Сейчас инженер Шах – помощник начальника мартеновского цеха – и сталевар Варакса, присланный из Днепропетровска, наклоняются над пробой, взятой подручным. Брызги прожигают платье. Только когда становится слишком больно, оба отряхиваются от огненных снежинок, как от оводов. Минут через пятнадцать принесли из экспресс-лаборатории анализ. Шах просматривает.
– Пора! – говорит Шах. – Будем выпускать.
Варакса смотрит сквозь стеклышко внутрь печи.
– Повременим малость. Полировка не кончилась.
Шах также смотрит в печь.
– Да чего там не кончилась, Панько Остапович! Пора! Командуй пробивать летку! Анализ сигналит!
Шах сходит вниз. Ковш висит на уключинах, изложницы стоят на тележках, готовые принять металл. Раздаются удары в колокол. Выпускное отверстие пробито, и мимо рабочего в синих очках, заправленных к козырьку фуражки, хлещет металл, наполняя цех огнем и дымом. Словно топленое масло, льется сталь, искры неустанно вздымаются над желобом, ковш наполняется жидким металлом. Глазам больно смотреть. Кажется, что в ковш опущено солнце.
Сигнал – и мостовой кран везет ковш к разливке. Изложницы наполняются металлом, снова звезды и ослепительный блеск, на который нельзя смотреть. В ажурных каркасах цеха густеет дым выплавки.
Митя Шах идет дальше – к стрипперному отделению. Он смотрит, как из изложниц вынимают горячие слитки, краны легко перегружают их на металлическую платформу. Сигнал – и сталь увозят из цеха.
– У нас здесь, как видишь, все механизировано, – говорит с гордостью Митя Шах сталевару Вараксе. – Крановое хозяйство – как нигде в Европе!
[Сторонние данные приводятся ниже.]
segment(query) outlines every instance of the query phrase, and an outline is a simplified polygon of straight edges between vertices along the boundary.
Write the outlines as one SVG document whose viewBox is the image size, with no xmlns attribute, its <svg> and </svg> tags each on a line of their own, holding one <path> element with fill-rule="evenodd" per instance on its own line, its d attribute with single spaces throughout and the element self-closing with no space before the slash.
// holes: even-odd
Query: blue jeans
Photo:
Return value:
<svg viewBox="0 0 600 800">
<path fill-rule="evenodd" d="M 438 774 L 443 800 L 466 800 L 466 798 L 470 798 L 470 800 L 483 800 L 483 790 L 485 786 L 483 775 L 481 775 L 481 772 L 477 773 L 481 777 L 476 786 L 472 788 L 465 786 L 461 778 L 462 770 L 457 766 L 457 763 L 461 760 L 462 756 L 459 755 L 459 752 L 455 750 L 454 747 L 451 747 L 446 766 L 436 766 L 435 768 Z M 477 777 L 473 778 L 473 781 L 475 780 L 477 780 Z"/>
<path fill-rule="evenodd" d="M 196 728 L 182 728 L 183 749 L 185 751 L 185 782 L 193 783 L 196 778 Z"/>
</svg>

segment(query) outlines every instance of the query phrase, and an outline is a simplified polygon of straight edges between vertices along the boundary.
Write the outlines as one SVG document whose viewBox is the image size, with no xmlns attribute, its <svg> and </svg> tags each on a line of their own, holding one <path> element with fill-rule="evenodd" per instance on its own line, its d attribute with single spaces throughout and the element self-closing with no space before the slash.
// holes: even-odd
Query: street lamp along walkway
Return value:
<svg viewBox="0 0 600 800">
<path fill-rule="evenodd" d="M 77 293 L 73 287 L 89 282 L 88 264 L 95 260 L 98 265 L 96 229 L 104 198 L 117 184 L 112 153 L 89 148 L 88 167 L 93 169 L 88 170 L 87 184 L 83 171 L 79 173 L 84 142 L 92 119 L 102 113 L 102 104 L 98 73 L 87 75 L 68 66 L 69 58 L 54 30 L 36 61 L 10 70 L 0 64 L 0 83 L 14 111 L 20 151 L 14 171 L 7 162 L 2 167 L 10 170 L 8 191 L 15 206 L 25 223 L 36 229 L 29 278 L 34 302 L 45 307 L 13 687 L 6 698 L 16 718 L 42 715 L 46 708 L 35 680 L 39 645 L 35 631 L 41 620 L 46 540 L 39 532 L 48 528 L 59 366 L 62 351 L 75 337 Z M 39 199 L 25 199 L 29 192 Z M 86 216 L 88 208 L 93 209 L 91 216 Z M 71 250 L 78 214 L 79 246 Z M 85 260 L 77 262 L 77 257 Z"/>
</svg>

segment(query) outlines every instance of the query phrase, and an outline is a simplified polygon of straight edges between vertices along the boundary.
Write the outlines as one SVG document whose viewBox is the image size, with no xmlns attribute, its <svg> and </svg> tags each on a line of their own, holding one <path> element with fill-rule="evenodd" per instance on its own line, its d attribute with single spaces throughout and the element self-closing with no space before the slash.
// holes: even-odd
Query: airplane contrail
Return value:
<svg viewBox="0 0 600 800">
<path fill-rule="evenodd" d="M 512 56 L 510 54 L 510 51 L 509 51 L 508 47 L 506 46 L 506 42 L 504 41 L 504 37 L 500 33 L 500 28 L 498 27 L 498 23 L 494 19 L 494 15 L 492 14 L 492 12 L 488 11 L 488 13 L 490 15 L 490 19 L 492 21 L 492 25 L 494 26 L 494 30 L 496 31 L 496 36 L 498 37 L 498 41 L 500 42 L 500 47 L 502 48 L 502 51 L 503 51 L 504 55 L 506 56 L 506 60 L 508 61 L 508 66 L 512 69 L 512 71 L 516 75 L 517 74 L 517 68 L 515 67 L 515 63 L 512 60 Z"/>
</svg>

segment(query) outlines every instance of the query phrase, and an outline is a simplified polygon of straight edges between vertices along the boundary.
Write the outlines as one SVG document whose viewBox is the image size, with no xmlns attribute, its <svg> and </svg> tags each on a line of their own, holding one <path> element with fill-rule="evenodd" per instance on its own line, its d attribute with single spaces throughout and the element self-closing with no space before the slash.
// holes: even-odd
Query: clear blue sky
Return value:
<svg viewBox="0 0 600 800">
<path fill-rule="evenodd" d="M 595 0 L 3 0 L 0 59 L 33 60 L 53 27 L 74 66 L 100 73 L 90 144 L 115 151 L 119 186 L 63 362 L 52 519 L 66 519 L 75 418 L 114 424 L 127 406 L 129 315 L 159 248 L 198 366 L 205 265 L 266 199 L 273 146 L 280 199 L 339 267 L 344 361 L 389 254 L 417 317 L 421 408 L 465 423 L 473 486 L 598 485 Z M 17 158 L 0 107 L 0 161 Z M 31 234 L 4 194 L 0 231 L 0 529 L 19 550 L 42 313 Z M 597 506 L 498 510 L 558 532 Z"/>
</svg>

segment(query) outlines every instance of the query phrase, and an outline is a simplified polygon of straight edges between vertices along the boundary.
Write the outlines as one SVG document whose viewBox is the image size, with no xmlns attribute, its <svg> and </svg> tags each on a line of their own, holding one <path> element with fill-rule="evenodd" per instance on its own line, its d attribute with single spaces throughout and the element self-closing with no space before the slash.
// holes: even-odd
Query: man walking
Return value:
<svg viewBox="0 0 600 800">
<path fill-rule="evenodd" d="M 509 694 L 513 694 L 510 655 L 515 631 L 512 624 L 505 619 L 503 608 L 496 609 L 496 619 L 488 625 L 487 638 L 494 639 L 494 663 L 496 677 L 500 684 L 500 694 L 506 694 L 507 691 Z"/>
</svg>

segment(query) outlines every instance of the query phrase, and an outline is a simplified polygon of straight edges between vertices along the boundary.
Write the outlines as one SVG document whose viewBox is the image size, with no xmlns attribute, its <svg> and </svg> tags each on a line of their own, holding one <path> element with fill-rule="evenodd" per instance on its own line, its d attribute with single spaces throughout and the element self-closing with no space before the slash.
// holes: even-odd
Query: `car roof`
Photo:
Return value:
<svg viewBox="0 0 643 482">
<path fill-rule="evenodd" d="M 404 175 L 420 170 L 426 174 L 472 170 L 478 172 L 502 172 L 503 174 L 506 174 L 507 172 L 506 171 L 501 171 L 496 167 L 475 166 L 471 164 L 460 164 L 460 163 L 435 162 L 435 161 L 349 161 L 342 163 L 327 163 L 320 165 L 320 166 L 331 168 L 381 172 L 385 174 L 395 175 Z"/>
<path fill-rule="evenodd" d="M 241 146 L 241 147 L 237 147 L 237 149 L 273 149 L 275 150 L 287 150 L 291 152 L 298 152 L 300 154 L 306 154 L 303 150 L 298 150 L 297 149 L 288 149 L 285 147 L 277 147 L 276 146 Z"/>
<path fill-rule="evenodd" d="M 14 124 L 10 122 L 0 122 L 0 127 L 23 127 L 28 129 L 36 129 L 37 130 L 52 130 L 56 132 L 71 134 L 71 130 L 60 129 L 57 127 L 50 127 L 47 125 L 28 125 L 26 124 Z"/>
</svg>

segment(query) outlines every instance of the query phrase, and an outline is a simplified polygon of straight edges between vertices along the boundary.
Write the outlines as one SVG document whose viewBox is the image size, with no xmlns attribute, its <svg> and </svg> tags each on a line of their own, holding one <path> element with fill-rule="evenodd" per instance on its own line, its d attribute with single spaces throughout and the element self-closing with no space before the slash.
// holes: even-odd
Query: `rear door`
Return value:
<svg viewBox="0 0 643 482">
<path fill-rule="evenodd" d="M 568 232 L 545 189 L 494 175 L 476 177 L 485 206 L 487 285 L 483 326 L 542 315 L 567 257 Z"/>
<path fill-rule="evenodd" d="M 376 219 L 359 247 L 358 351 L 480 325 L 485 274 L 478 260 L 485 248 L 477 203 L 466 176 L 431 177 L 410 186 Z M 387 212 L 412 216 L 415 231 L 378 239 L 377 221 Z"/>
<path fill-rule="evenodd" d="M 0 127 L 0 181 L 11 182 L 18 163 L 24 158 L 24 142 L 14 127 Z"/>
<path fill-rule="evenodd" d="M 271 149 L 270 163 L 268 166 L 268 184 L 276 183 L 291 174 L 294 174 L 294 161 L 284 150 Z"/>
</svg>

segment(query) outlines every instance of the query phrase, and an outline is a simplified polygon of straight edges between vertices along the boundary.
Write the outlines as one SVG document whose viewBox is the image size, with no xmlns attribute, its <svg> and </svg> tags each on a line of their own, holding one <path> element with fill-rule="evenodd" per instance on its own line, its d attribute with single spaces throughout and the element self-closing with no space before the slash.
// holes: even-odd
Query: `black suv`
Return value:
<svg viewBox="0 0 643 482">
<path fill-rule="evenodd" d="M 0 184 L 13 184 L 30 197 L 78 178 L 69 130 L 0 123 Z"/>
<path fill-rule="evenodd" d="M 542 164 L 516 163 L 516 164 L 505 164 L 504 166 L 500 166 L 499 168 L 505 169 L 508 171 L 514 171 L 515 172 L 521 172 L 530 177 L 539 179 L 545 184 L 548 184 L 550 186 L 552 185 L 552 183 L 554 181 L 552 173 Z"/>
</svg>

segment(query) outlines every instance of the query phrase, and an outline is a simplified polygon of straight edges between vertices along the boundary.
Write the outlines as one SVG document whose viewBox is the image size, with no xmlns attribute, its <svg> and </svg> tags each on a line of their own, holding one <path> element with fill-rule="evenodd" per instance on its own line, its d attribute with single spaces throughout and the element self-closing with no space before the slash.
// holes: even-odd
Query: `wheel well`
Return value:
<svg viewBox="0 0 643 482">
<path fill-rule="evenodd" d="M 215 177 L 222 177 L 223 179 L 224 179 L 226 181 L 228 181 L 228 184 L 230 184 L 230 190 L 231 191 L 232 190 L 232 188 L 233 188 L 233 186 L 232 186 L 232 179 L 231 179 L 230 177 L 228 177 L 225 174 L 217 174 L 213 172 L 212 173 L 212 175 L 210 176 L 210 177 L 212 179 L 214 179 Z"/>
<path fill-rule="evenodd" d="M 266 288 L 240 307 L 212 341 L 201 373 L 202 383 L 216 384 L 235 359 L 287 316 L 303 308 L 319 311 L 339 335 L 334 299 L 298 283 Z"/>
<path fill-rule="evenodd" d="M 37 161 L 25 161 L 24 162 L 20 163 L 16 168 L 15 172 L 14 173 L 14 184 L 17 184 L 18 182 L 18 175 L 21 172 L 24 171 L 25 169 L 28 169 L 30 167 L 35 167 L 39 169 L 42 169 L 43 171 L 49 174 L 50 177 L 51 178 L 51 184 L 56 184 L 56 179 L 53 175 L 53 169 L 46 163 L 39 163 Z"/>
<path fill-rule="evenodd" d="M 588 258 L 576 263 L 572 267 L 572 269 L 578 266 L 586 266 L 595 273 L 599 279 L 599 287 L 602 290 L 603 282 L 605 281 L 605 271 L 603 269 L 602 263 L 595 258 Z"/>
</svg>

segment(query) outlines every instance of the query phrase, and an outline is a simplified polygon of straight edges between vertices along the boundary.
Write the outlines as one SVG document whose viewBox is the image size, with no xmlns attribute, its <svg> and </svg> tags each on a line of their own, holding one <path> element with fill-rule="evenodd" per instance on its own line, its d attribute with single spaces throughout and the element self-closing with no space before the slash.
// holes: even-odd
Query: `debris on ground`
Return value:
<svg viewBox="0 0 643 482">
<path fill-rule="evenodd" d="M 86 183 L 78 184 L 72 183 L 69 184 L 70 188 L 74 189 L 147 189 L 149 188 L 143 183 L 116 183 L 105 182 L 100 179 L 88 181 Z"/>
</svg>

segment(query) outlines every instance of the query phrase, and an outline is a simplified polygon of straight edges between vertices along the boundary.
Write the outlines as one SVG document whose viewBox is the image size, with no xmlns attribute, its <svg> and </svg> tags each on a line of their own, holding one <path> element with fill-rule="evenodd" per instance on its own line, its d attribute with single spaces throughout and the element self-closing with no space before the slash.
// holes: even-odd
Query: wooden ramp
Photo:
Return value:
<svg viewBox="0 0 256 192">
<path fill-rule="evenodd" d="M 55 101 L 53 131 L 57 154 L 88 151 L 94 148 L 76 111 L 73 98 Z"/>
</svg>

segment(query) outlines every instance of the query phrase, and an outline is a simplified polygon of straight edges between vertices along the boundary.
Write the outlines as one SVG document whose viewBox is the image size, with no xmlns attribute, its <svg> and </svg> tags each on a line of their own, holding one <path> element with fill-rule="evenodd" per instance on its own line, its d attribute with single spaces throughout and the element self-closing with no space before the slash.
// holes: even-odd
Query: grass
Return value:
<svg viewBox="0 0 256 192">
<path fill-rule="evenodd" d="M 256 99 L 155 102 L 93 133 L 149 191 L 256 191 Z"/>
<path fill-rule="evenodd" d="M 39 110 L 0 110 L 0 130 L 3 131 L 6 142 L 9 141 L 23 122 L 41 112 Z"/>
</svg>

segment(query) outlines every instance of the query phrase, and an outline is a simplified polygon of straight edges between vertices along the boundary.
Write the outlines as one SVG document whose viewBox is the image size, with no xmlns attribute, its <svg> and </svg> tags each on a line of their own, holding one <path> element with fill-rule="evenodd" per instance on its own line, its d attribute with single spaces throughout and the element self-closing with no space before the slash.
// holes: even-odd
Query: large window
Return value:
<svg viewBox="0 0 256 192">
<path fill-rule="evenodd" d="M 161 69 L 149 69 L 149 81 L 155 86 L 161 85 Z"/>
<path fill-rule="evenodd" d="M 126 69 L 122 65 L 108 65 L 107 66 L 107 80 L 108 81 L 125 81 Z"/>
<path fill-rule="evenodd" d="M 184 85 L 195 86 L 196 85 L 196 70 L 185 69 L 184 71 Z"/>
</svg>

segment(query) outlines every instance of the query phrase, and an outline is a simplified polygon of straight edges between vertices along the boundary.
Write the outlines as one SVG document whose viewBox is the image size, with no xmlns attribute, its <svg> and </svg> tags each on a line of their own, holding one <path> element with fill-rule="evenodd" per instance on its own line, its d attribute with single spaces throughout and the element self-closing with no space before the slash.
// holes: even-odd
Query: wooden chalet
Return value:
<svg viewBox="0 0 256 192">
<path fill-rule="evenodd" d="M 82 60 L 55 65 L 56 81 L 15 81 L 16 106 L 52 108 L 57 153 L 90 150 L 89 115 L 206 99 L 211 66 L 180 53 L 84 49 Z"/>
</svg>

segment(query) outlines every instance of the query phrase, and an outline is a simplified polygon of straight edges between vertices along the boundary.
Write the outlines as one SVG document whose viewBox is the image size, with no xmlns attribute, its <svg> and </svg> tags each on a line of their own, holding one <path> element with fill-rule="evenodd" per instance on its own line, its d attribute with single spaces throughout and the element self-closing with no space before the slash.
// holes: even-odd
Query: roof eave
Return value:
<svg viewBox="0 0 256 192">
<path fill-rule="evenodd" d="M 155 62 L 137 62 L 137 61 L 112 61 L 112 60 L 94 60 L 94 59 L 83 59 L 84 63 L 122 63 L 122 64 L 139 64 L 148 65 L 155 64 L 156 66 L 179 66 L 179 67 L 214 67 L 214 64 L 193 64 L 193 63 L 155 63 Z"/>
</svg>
После выпуска стали Митя Шах пошел в доменный цех. «Что у них там?»
– Выдала! – встретила Митю этим словом Надя. – Ванадистые чугуны пошли! Ты слышишь? Чугуны пошли! У нас такая радость...
Он прошел к печи – там было много народу. Над литейным двором стояло густое облако пара.
– У вас тут праздник, – сказал он, – а мы уже работаем, как на старом заводе... Три дня даем сталь!
Потом Митя Шах поспешил домой. Жил он в центре города, близ Дворца культуры. Шел девятый час, к дворцу собирались рабочие, служащие, учащиеся, готовясь к демонстрации. Вдоль улицы уже были установлены портреты знатных людей строительства – землекопов, монтажников, огнеупорщиков, у каждого дома развевались, постреливая на ветру, красные флаги.
Шах открыл автоматический замок двери и на цыпочках прошел в ванную. Приняв ванну и переодевшись в пижаму, он решил, чтоб не разбудить Анну Петровну, отдохнуть в кабинете. Но едва вышел в коридор, как Анна Петровна позвала его:
– Дмитрий!
Он прошел к ней.
– Который час? Я не слышала, как ты пришел.
– Спи. Я пойду к себе. Еще очень рано.
– Не уходи. Ну как там у вас?
– Расскажу потом.
– Нет, сейчас. Ну, присядь на минуточку, расскажи.
Он сел.
– Сегодня мы хорошо поработали. Сталевар Варакса – толковый. С ним пойдет дело! Был я и у профессора Бунчужного. Он выдал ванадистый чугун! Там столько народа... Просто праздник!
– Выдал? Ну, что же ты не рассказываешь?
Дмитрий уставился глазами в пространство, словно хотел еще раз увидеть то, что было на площадке, а Анна Петровна ждала рассказа. Но глаза Мити вдруг закрылись. Он привалился к спинке кровати и, прежде чем губы его что-то пробормотали, уже крепко спал.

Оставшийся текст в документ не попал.